There is increasing evidence that eating meat has various negative outcomes. As well as red meat consumption being associated with colorectal cancer and overall increased mortality, consumption of all types of meat carries a risk of foodborne transmission of resistant bacteria.(1,2)
While farmers’ overuse of antibiotics in agriculture means that more antimicrobials are entering the environment, it is the survival of resistant organisms within the meat of these animals that is becoming more of a problem for humans.(3-5) And the more meat one eats, the greater the cumulative effect, especially when the meat is eaten in undercooked or raw forms.
“And when did you start smoking?” is a question every doctor and medical student knows how to ask. Might we also start risk assessing patients not responding to antibiotics with questions about meat consumption? If a blood culture comes back as resistant to most antibiotics, should we ask the patient, “When did you start eating meat, which type, and how often?” Of course, other risk factors would apply, such as exposure to prophylactic antibiotics, or immunosuppression. But with regards to meat, perhaps we could quantify it similarly to smoking but with Meat/Antibiotic Exposure Years (“MABEYs”.)
Would we ever reach a point in the future where CCGs start funding meat cessation clinics to reduce resistance transmission from animals?
And hypothetically, even further in the future, if we end up being left with an antibiotic of last resort–as we are constantly warned that we will be–would rationing antibiotics only for vegetarians be an option? Again, cigarette smoking might be a useful comparator. Today, when funding is scarce, an ITU bed might be fought over between a smoker and a non-smoker; would you give it to the non-smoker (all other factors being equal) as statistically he is more likely to survive?(6) In the future, would we apply a similar theory if we’re forced to choose whether a meat eater or non-meat eater gets that last-resort antibiotic? What would an ethics panel decide?
It is becoming harder to ignore the evidence surrounding the negative aspects of meat-eating. Should we start training the next generation of doctors to ask patients, “Have you thought about giving up meat?” Who knows, one day it could become a question that CCGs pay us to ask.
Michael Blank has recently completed FY2 and is now studying for a master’s in Tropical Medicine
Competing interests: I am a vegetarian, though increasingly aware that my dairy product consumption might exacerbate antibiotic usage for bovine mastitis (7)
- Zhao Z, Feng Q, Yin Z, Shuang J, Bai B, Yu P et al. Red and processed meat consumption and colorectal cancer risk: a systematic review and meta-analysis. Oncotarget. 2017;8(47).
- These include cancer, respiratory disease, heart disease, strokes, diabetes mellitus, infections, renal disease and liver disease. Etemadi A, Sinha R, Ward M, Graubard B, Inoue-Choi M, Dawsey S et al. Mortality from different causes associated with meat, heme iron, nitrates, and nitrites in the NIH-AARP Diet and Health Study: population based cohort study. BMJ. 2017;:j1957.
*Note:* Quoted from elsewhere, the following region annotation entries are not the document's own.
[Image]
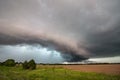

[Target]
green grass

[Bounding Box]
[0,66,120,80]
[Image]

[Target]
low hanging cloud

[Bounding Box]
[0,0,120,61]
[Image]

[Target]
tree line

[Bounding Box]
[0,59,36,70]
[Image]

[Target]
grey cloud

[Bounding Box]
[0,0,120,61]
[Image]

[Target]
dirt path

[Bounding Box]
[64,64,120,75]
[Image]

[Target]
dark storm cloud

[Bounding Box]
[0,0,120,61]
[85,20,120,57]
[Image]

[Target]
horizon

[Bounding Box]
[0,0,120,64]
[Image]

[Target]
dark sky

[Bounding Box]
[0,0,120,63]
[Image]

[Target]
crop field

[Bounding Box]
[0,65,120,80]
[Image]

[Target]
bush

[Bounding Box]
[3,59,15,67]
[22,59,36,70]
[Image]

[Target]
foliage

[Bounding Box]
[1,59,15,67]
[0,66,120,80]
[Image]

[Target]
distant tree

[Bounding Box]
[22,59,36,70]
[28,59,36,70]
[3,59,15,67]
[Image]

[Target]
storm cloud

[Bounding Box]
[0,0,120,62]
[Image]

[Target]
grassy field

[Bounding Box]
[0,66,120,80]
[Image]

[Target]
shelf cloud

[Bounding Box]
[0,0,120,63]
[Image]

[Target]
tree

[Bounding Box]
[3,59,15,67]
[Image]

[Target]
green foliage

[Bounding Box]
[0,66,120,80]
[2,59,15,67]
[22,59,36,70]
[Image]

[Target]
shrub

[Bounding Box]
[3,59,15,67]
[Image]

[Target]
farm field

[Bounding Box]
[64,64,120,75]
[0,65,120,80]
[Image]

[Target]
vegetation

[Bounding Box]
[0,65,120,80]
[0,59,16,67]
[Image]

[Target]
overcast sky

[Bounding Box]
[0,0,120,63]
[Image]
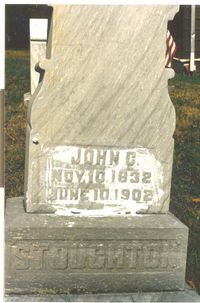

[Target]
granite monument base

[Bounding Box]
[5,197,188,294]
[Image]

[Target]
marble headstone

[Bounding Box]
[26,5,177,216]
[6,5,188,293]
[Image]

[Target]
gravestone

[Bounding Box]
[6,5,188,293]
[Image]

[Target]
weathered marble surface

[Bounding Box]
[5,285,200,302]
[26,5,178,215]
[5,198,188,294]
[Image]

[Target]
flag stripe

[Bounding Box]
[165,30,177,67]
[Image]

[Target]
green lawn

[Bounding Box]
[6,50,200,291]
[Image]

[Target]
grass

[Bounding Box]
[5,50,30,197]
[5,50,200,291]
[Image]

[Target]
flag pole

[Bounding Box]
[190,5,196,73]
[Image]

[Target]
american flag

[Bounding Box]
[165,30,176,67]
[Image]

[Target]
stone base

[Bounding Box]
[5,198,188,294]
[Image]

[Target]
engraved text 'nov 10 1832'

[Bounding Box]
[40,145,163,215]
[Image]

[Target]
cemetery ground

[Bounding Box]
[5,50,200,293]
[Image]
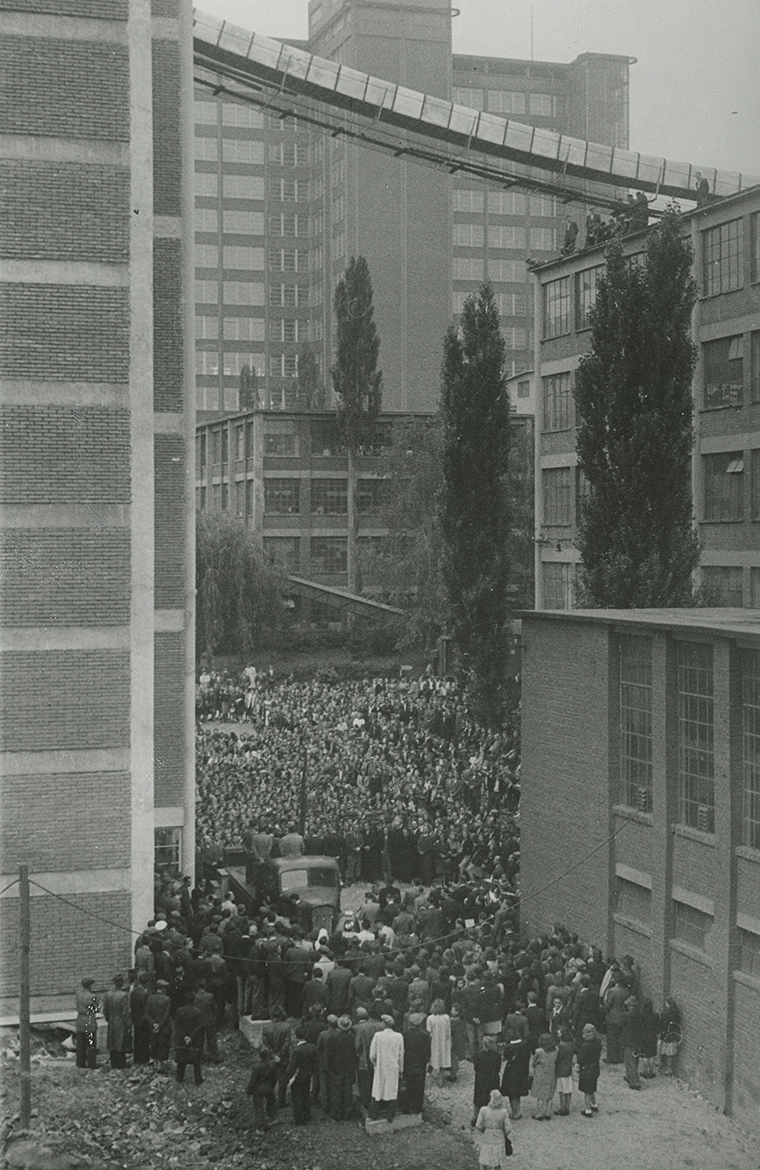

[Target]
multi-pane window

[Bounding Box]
[264,480,300,516]
[703,450,744,521]
[489,191,527,215]
[541,373,573,432]
[703,220,744,296]
[677,642,716,833]
[740,649,760,849]
[617,878,651,927]
[702,565,744,607]
[575,264,604,329]
[489,226,525,248]
[311,480,348,516]
[489,89,526,113]
[620,635,652,812]
[263,536,295,573]
[673,899,712,950]
[544,560,575,610]
[454,191,485,214]
[543,467,572,525]
[454,223,483,248]
[489,260,526,284]
[544,276,571,337]
[702,333,744,406]
[311,536,348,573]
[452,256,483,281]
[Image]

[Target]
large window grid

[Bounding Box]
[740,649,760,849]
[541,373,573,433]
[703,220,744,296]
[677,642,716,833]
[544,276,571,338]
[620,635,652,812]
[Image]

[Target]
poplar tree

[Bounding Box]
[331,256,382,592]
[440,284,510,728]
[575,208,699,608]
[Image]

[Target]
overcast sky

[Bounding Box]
[198,0,760,177]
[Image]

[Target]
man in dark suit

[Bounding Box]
[288,1026,317,1126]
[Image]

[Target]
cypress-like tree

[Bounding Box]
[331,256,382,592]
[441,284,510,728]
[575,208,699,608]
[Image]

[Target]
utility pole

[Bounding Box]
[19,866,32,1129]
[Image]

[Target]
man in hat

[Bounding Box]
[327,1016,357,1121]
[369,1016,403,1121]
[76,979,98,1068]
[103,975,132,1068]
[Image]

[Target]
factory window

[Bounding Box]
[619,635,652,812]
[703,450,744,521]
[677,642,716,833]
[740,650,760,849]
[703,220,744,296]
[544,276,571,338]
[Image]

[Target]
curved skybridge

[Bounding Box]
[193,9,758,201]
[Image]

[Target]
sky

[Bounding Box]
[198,0,760,177]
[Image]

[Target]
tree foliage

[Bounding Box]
[195,512,282,658]
[575,208,699,608]
[441,284,510,727]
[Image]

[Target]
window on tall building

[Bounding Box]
[543,560,575,610]
[673,899,712,951]
[702,333,744,406]
[620,635,652,812]
[702,450,744,521]
[311,536,348,573]
[311,479,348,516]
[677,642,716,833]
[489,191,527,215]
[541,467,572,527]
[544,276,571,338]
[264,479,300,516]
[702,565,744,606]
[703,220,744,296]
[488,89,526,113]
[452,256,483,281]
[541,373,573,432]
[739,650,760,849]
[454,223,484,248]
[575,264,604,330]
[263,536,295,573]
[489,225,525,248]
[454,191,485,215]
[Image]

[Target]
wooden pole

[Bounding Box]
[19,866,32,1129]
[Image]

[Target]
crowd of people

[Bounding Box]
[196,675,519,887]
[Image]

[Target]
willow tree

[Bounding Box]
[441,284,510,728]
[331,256,382,592]
[575,208,699,608]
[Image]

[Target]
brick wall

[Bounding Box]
[153,40,182,215]
[0,36,128,142]
[0,283,130,383]
[0,160,130,263]
[0,406,131,504]
[0,772,131,873]
[0,893,132,1004]
[0,528,131,626]
[153,633,185,808]
[153,239,185,412]
[0,651,130,751]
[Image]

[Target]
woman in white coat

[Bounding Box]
[369,1016,403,1121]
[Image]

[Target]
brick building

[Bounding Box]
[520,610,760,1131]
[0,0,194,1014]
[526,187,760,610]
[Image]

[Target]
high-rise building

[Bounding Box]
[0,0,195,1016]
[195,0,630,412]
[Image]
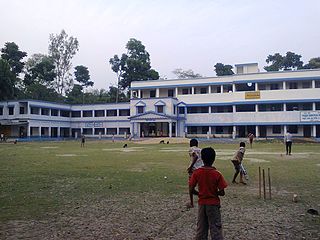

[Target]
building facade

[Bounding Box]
[0,63,320,138]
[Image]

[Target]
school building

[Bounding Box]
[0,63,320,138]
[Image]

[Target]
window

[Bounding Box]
[107,109,117,117]
[272,125,281,134]
[150,90,156,98]
[82,128,93,135]
[41,108,49,116]
[94,128,105,135]
[168,89,174,97]
[107,128,117,135]
[288,125,298,133]
[137,106,144,114]
[119,109,130,116]
[119,128,130,135]
[51,108,59,116]
[223,84,232,93]
[179,107,185,114]
[200,88,208,94]
[8,107,14,115]
[82,110,92,117]
[71,111,81,117]
[182,88,191,95]
[211,105,233,113]
[302,81,311,88]
[19,107,25,114]
[60,110,70,117]
[289,82,298,89]
[270,83,279,90]
[258,103,283,112]
[216,126,223,134]
[31,107,40,115]
[187,106,209,114]
[156,106,163,113]
[236,104,256,112]
[94,110,104,117]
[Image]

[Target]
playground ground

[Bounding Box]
[0,141,320,240]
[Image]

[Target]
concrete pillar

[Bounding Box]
[256,125,260,138]
[312,125,317,138]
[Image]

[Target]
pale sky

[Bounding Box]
[0,0,320,88]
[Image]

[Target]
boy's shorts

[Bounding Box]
[231,160,240,171]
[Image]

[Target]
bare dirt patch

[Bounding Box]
[0,186,320,240]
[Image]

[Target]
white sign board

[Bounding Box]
[300,111,320,122]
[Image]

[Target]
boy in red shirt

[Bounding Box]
[189,147,228,239]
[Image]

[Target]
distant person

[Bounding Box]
[284,131,292,155]
[187,138,203,195]
[248,133,254,148]
[231,142,246,185]
[81,134,86,147]
[189,147,228,240]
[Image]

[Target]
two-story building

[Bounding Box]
[0,63,320,138]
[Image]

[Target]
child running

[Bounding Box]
[189,147,228,239]
[231,142,247,185]
[187,138,203,195]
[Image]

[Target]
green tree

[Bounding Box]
[1,42,27,77]
[109,38,159,90]
[0,58,15,101]
[264,52,303,72]
[49,30,79,95]
[172,68,202,79]
[214,63,234,76]
[23,54,56,88]
[302,57,320,69]
[74,65,93,87]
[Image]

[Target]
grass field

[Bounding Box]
[0,141,320,239]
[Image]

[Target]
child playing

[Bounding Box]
[187,138,203,195]
[231,142,246,185]
[189,147,228,239]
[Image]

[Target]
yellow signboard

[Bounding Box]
[245,91,260,99]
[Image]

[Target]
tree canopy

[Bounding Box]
[109,38,159,90]
[214,63,234,76]
[172,68,202,79]
[264,52,303,72]
[49,30,79,95]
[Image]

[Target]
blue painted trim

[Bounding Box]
[154,100,166,106]
[129,111,178,120]
[134,100,146,107]
[185,122,320,127]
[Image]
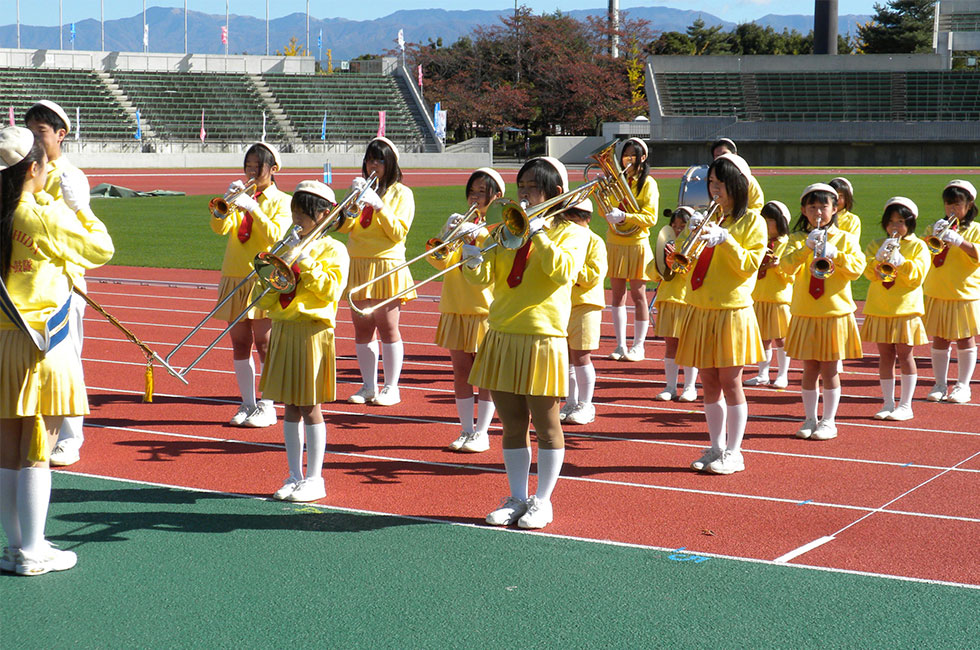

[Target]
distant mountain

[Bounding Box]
[0,7,871,61]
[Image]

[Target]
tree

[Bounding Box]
[858,0,935,54]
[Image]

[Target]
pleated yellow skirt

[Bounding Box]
[861,314,929,345]
[347,257,418,303]
[923,296,980,341]
[212,276,269,323]
[786,314,863,361]
[568,305,602,350]
[752,302,791,341]
[677,306,766,368]
[0,329,89,418]
[259,320,337,406]
[469,329,568,397]
[435,313,489,354]
[606,239,653,280]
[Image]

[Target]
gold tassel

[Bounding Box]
[27,413,48,463]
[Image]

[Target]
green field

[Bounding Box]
[92,170,980,299]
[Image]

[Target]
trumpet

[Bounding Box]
[810,228,836,280]
[670,196,724,273]
[208,178,258,219]
[925,214,960,255]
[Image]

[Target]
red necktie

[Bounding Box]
[507,239,531,289]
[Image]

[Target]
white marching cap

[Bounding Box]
[885,196,919,218]
[294,181,337,205]
[27,99,71,133]
[0,126,34,170]
[368,135,398,162]
[470,167,507,193]
[800,183,839,201]
[943,179,977,201]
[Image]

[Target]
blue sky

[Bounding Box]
[9,0,884,25]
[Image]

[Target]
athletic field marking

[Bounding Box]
[57,470,980,590]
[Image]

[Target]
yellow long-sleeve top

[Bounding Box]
[3,192,115,331]
[837,210,860,240]
[752,235,793,305]
[339,183,415,260]
[674,210,768,309]
[606,176,660,246]
[425,228,493,316]
[779,226,865,317]
[211,183,293,278]
[864,234,931,316]
[463,221,589,336]
[922,221,980,300]
[572,226,609,309]
[252,237,350,327]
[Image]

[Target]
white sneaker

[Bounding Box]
[810,420,837,440]
[242,402,278,429]
[707,449,745,474]
[459,431,490,454]
[371,385,402,406]
[876,405,914,422]
[691,447,721,472]
[272,476,301,501]
[926,383,946,402]
[946,382,970,404]
[14,540,78,576]
[517,494,555,528]
[565,402,595,424]
[796,420,817,440]
[347,386,377,404]
[284,476,327,503]
[487,497,527,526]
[50,438,82,467]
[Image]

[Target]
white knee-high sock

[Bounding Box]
[932,348,949,386]
[503,447,531,501]
[573,363,595,404]
[956,346,977,386]
[822,388,840,422]
[17,467,51,553]
[476,399,494,433]
[704,397,727,451]
[381,341,405,386]
[612,305,626,348]
[282,420,303,481]
[456,397,473,433]
[304,422,327,478]
[354,339,378,392]
[892,375,919,408]
[0,469,21,548]
[725,402,749,451]
[534,448,565,501]
[234,355,255,408]
[801,388,826,422]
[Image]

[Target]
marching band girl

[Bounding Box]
[211,142,289,427]
[341,137,416,406]
[0,126,113,575]
[463,157,589,528]
[745,201,793,388]
[425,167,506,453]
[604,138,660,361]
[779,183,865,440]
[256,181,350,502]
[922,180,980,404]
[675,154,766,474]
[861,196,929,420]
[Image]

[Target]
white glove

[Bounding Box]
[606,208,626,226]
[701,222,728,248]
[462,244,483,269]
[61,170,89,212]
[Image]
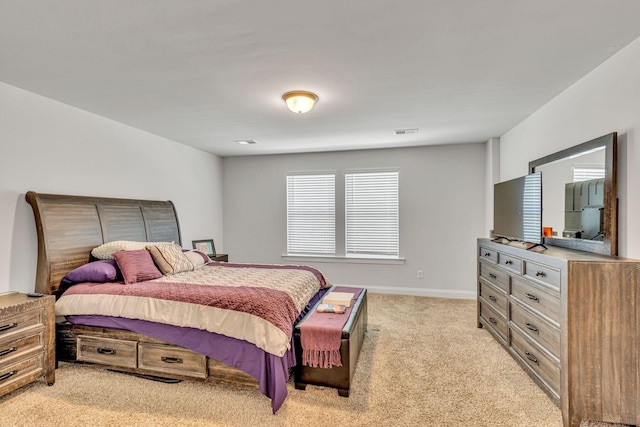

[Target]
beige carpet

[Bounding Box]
[0,294,632,427]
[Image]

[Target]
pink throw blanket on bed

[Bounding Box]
[300,287,362,368]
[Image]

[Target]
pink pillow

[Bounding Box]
[113,249,162,285]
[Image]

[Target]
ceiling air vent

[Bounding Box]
[393,128,418,135]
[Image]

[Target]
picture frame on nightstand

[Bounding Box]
[191,239,216,257]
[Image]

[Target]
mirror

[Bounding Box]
[529,132,618,255]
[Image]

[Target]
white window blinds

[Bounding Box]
[287,174,336,254]
[345,171,399,257]
[573,165,604,182]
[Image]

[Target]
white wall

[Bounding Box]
[500,35,640,259]
[223,144,487,298]
[0,83,224,292]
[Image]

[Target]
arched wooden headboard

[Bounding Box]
[25,191,182,294]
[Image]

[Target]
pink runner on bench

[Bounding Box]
[300,286,362,368]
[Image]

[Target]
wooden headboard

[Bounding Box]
[25,191,182,294]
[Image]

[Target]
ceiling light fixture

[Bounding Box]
[282,90,318,114]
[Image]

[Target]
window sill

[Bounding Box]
[282,254,406,265]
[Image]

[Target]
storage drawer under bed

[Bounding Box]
[138,343,208,378]
[76,335,138,368]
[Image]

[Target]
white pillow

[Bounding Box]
[91,240,173,259]
[184,249,211,270]
[146,244,194,274]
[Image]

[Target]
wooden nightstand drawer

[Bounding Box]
[509,302,560,363]
[479,279,507,317]
[510,328,560,396]
[0,292,56,396]
[478,246,498,264]
[0,352,44,389]
[0,332,44,364]
[524,261,560,290]
[0,310,44,343]
[498,252,522,275]
[511,277,560,326]
[479,262,509,292]
[76,335,138,368]
[479,297,509,345]
[138,343,207,378]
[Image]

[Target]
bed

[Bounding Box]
[26,191,331,413]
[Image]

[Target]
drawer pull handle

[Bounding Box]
[0,347,18,357]
[524,322,538,334]
[0,323,18,332]
[524,351,538,364]
[160,356,182,363]
[0,371,18,382]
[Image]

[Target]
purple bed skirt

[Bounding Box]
[67,289,328,414]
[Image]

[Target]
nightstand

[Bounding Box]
[0,292,55,396]
[209,254,229,262]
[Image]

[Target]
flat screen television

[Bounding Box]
[493,172,542,245]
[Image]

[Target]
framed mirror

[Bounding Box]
[529,132,618,255]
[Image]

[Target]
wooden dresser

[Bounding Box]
[478,239,640,426]
[0,292,55,396]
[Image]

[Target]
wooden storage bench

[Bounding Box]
[294,289,367,397]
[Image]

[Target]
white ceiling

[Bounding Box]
[0,0,640,156]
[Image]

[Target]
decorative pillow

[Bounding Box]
[62,259,121,283]
[113,249,162,285]
[146,244,193,274]
[91,240,173,259]
[184,249,211,270]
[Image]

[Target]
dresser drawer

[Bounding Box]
[138,343,207,378]
[524,261,560,290]
[0,353,44,390]
[478,297,508,344]
[510,328,560,396]
[0,332,44,366]
[76,335,138,368]
[478,279,507,317]
[0,310,44,343]
[498,252,522,275]
[478,246,498,264]
[509,303,560,363]
[478,262,509,292]
[511,277,560,326]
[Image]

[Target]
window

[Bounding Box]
[345,171,399,257]
[287,174,336,255]
[573,165,604,182]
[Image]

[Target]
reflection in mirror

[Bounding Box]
[529,133,618,255]
[536,146,605,240]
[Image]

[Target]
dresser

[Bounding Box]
[0,292,55,396]
[477,239,640,426]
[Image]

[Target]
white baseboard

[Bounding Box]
[334,283,477,300]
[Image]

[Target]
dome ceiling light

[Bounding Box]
[282,90,318,114]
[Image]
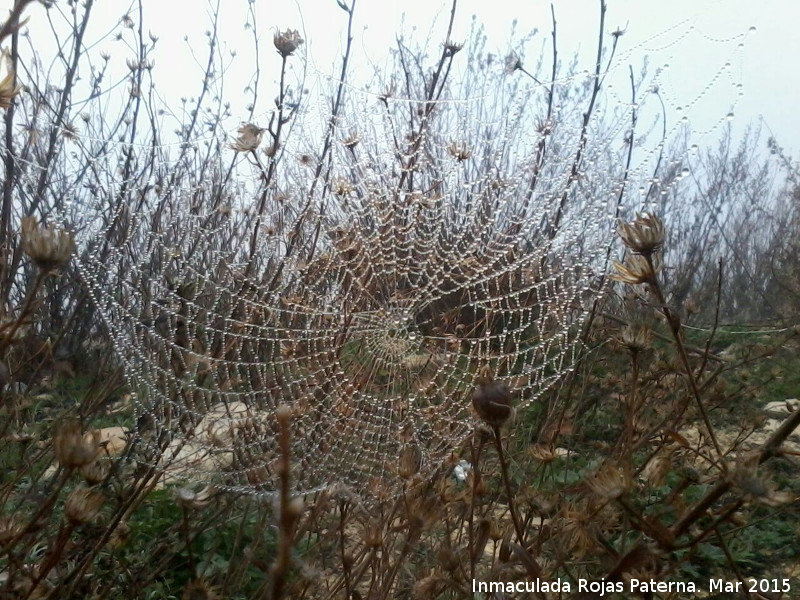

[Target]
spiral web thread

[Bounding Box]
[70,21,752,497]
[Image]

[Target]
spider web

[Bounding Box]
[69,18,752,497]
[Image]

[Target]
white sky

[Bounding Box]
[20,0,800,158]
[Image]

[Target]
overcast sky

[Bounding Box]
[23,0,800,159]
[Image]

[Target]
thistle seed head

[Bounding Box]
[617,213,665,256]
[22,217,75,271]
[272,29,303,58]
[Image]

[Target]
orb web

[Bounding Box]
[64,15,752,496]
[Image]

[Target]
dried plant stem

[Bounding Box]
[645,255,725,462]
[492,427,542,577]
[269,406,299,600]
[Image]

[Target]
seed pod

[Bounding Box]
[53,421,100,469]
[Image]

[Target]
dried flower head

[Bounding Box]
[0,50,22,108]
[611,254,661,285]
[620,323,653,352]
[230,123,266,152]
[342,131,361,150]
[61,121,78,140]
[505,52,522,75]
[22,217,75,271]
[272,29,303,58]
[588,464,631,500]
[64,488,106,525]
[444,41,464,56]
[617,213,665,256]
[53,421,100,469]
[447,142,472,162]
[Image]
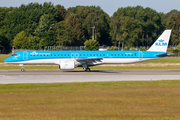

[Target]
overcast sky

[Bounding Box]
[0,0,180,16]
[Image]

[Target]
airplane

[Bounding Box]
[4,30,173,72]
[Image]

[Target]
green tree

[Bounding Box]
[27,35,41,50]
[55,21,71,46]
[34,14,55,46]
[107,46,118,50]
[55,4,66,21]
[84,39,99,50]
[66,6,111,45]
[39,39,46,50]
[176,43,180,52]
[110,6,164,47]
[13,31,28,49]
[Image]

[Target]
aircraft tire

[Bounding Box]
[21,68,25,72]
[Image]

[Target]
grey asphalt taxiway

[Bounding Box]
[0,70,180,84]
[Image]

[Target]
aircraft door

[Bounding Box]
[138,51,143,60]
[23,51,28,60]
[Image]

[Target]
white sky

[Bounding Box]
[0,0,180,16]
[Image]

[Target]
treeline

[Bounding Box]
[0,2,180,50]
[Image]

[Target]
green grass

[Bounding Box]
[0,81,180,120]
[0,54,11,62]
[0,54,180,70]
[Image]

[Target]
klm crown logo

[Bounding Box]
[155,39,167,46]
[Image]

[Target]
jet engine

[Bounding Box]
[59,61,75,70]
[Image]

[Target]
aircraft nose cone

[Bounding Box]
[4,57,11,63]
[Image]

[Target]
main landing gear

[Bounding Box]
[21,67,25,72]
[19,64,25,72]
[82,64,91,72]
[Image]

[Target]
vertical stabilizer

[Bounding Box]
[147,30,171,52]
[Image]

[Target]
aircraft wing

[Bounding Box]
[156,52,174,57]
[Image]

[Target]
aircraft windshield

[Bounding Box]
[12,54,17,56]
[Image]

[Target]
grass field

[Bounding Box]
[0,81,180,120]
[0,54,180,70]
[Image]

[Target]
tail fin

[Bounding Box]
[147,30,171,52]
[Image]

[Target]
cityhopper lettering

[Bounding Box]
[155,39,167,46]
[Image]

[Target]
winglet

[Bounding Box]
[147,30,171,52]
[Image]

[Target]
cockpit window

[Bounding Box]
[12,54,17,56]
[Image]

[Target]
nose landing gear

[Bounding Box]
[85,68,91,72]
[21,67,25,72]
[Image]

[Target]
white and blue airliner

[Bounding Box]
[4,30,172,72]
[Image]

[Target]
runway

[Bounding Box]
[0,70,180,84]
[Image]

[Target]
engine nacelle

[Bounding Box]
[59,61,75,70]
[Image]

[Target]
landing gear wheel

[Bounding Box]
[21,68,25,72]
[85,68,91,72]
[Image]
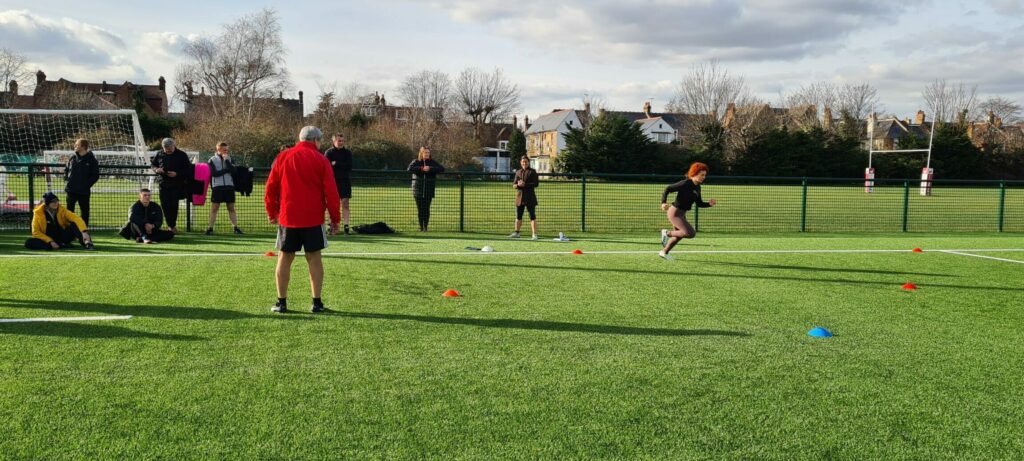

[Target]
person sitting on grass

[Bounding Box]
[120,188,174,244]
[25,193,96,250]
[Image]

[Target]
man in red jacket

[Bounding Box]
[263,126,341,312]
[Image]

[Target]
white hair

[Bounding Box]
[299,125,324,141]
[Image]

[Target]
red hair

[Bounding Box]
[686,162,708,177]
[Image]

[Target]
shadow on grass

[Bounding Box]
[337,256,1024,291]
[0,298,301,321]
[0,322,206,341]
[327,310,751,337]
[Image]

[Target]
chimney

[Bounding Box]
[722,102,736,128]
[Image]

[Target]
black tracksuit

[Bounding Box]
[65,151,99,224]
[662,178,711,211]
[153,149,196,227]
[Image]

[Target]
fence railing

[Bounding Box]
[0,163,1024,235]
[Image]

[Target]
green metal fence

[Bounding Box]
[0,163,1024,235]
- Rushton, J., J. Pinto Ferreira and K. D. Stärk, Antimicrobial Resistance: The Use of Antimicrobials in the Livestock Sector. OECD Food, Agriculture and Fisheries Papers, 2014, No. 68, OECD Publishing. http://dx.doi.org/10.1787/5jxvl3dwk3f0-en.
- Acar J. Joint FAO/OIE/WHO Expert Workshop on non-human antimicrobial usage and antimicrobial resistance: scientific assessment. 2013. Available from: http://www.fao.org/3/a-bq500e.pdf
- Overview report on EU Member States’ 2013 residue monitoring plans as regards critically important antimicrobials. Luxembourg: Publications Office; 2015.
- Smoking and Mortality — Beyond Established Causes. New England Journal of Medicine. 2015;372(22):2168-2170.
- Burvenich C, Van Merris V, Mehrzad J, Diez-Fraile A, Duchateau L. Severity of E. coli mastitis is mainly determined by cow factors. Veterinary Research. 2003;34(5):521-564.